The Information Commissioner’s Office (ICO) is warning barristers and solicitors to keep personal information – and in particular paper files – secure. The advice follows a number of data breaches reported to the ICO involving the legal profession.
The ICO can serve a monetary penalty of up to £500,000 for a serious breach of the Data Protection Act provided the incident had the potential to cause substantial damage or substantial distress to affected individuals.
In most cases, these penalties are issued to companies or public authorities. However, barristers and solicitors are generally classed as data controllers in their own right and are, therefore, legally responsible for the personal information they process.
The information handled by barristers and solicitors is often very sensitive. This means that the damage caused by a data breach could meet the statutory threshold for issuing a financial penalty.
Also, legal professionals will often carry around large quantities of information in folders or files when transporting that information to or from court, and may also store those folders or files at home.

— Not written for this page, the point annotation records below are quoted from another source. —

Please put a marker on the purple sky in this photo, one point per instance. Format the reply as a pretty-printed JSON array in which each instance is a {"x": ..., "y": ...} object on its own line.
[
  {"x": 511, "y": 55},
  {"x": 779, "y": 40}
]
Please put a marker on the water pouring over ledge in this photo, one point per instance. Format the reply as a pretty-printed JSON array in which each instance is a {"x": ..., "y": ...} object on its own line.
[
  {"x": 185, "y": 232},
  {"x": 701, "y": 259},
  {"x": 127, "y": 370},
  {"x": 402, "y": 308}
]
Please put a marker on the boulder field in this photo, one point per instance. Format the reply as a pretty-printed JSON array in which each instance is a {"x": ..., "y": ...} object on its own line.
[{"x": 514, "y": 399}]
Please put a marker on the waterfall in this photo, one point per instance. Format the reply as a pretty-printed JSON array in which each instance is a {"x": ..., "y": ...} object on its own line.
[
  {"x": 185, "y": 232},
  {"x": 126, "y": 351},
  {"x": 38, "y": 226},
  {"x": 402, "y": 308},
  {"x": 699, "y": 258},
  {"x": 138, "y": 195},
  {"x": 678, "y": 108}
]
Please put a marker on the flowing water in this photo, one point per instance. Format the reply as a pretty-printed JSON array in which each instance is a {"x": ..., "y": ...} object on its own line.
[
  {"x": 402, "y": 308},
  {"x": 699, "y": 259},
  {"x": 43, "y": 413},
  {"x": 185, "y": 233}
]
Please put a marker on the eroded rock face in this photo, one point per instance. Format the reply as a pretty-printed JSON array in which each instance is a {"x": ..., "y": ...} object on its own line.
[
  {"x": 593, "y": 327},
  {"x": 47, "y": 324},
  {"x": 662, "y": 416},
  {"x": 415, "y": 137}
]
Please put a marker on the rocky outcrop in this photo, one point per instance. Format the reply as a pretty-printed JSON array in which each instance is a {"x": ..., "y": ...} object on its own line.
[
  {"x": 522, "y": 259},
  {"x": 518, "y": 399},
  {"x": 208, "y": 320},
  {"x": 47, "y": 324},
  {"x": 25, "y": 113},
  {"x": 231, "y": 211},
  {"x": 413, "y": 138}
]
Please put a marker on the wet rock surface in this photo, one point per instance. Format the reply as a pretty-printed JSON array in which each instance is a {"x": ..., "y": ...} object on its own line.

This can increase the risk of a data breach.
In the last three months, 15 incidents involving members of the legal profession have been reported to the ICO.
Information Commissioner Christopher Graham said: “The number of breaches reported by barristers and solicitors may not seem that high but, given the sensitive nature of the information they handle and the fact that it’s often held in paper files rather than secured by any sort of encryption, that number is troubling. It’s important that we sound the alarm at an early stage to make sure this problem is addressed before a barrister or solicitor is left counting the financial and reputational damage of a serious data breach.”
Tips for barristers and solicitors
The ICO has published the following ‘top tips’ to help barristers and solicitors keep the personal information they handle secure:
*Keep paper records secure. Do not leave files in your car overnight and do lock information away when it’s not in use
*Consider data minimisation techniques in order to ensure that you are only carrying information that’s essential to the task in hand
*Where possible, store personal information on an encrypted memory stick or portable device. If the information is properly encrypted it will be virtually impossible to access, even if the device should be lost or stolen
*When sending personal information via e-mail consider whether the information needs to be encrypted or password protected. Avoid the pitfalls of auto-complete by double checking to make sure the e-mail address you are sending the information to is correct
*Only keep information for as long as is necessary. You must delete or dispose of information securely if you no longer need it
*If you are disposing of an old computer or other device, make sure all of the information held on the device is permanently deleted before disposal
The ICO is currently working with The Bar Council to update the Information Security Guidance provided to barristers in England and Wales.
The ICO’s website includes further guidance on security measures that should be in place when handling personal information.
In addition, the ICO has published a blog explaining the importance of encryption and the options available to barristers and solicitors who need to secure their data.